Morrison and Reilly did not attend the open house, but they told Conway they arrived later and were able to hear the meeting from the hallway. [...]

“Apparently the gentlemen overheard the conversation and decided to record it with a phone or recording device they had in their pocket. Could've been an iPhone, could've been a Flip camera or something like that,” Conway

The Kentucky-based liberal group Progress Kentucky is no stranger to controversy for its unremitting attacks on Senate Minority Leader Mitch McConnell. Having already been responsible for the racist attack on McConnell's wife, former Labor Secretary Elaine Chao, the group allegedly has decided to try a new tack: Using private statements by McConnell and/or his aides to generate controversy.

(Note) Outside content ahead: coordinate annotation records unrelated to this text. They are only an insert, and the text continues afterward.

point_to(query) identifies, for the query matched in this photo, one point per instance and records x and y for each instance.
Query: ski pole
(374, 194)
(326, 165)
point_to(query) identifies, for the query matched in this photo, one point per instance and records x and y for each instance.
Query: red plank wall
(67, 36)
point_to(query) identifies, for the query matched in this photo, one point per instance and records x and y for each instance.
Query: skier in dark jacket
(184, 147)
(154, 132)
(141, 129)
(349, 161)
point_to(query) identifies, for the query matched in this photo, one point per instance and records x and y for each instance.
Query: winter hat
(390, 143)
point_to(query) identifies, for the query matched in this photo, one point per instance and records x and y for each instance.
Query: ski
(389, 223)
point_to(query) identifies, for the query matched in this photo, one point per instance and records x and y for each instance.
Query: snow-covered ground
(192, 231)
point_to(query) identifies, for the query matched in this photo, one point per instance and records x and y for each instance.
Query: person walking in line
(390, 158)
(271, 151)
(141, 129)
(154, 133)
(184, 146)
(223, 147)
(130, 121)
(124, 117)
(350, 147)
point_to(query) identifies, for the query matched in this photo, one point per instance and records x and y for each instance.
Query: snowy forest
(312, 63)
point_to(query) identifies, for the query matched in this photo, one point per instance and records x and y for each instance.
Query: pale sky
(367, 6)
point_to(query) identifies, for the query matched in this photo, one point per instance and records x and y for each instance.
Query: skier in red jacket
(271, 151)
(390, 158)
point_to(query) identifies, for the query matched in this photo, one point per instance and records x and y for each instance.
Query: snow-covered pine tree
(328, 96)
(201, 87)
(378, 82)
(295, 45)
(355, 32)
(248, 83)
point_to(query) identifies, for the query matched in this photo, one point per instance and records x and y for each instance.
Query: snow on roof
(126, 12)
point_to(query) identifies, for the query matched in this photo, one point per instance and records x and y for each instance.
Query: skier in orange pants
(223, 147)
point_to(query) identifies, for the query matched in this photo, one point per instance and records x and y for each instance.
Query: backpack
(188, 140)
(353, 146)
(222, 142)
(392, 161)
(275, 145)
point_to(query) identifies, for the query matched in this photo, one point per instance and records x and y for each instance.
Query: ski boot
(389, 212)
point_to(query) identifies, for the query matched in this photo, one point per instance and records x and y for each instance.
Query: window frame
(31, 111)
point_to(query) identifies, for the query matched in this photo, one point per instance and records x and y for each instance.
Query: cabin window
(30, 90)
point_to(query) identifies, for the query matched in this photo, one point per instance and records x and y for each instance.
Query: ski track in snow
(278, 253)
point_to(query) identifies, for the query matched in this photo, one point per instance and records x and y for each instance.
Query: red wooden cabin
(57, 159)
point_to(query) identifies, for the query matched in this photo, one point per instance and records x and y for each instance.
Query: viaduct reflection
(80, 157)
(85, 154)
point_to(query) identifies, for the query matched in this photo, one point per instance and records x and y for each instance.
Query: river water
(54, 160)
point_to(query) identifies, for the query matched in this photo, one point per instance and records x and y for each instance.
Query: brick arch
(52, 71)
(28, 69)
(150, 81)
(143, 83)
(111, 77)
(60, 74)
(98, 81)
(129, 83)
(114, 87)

McConnell had previously pointed a finger at Progress Kentucky as the organization responsible for the "bug," but had backed off prior to this announcement. Now, it seems McConnell's original suspicion may have been right.

Morrison and Reilly have not themselves spoken to the media on the subject of this bit of eavesdropping. Conway, however, has made a point of clarifying what happened both to WFPL and Fox News, so as to maintain plausible deniability on the part of the Kentucky Democratic party.

McConnell campaign manager Jesse Benton isn't convinced. "They certainly weren't authorized to be there," he explained to Megyn Kelly on Fox. "I think what's even more disturbing are the tactics that the Left is prepared to resort to."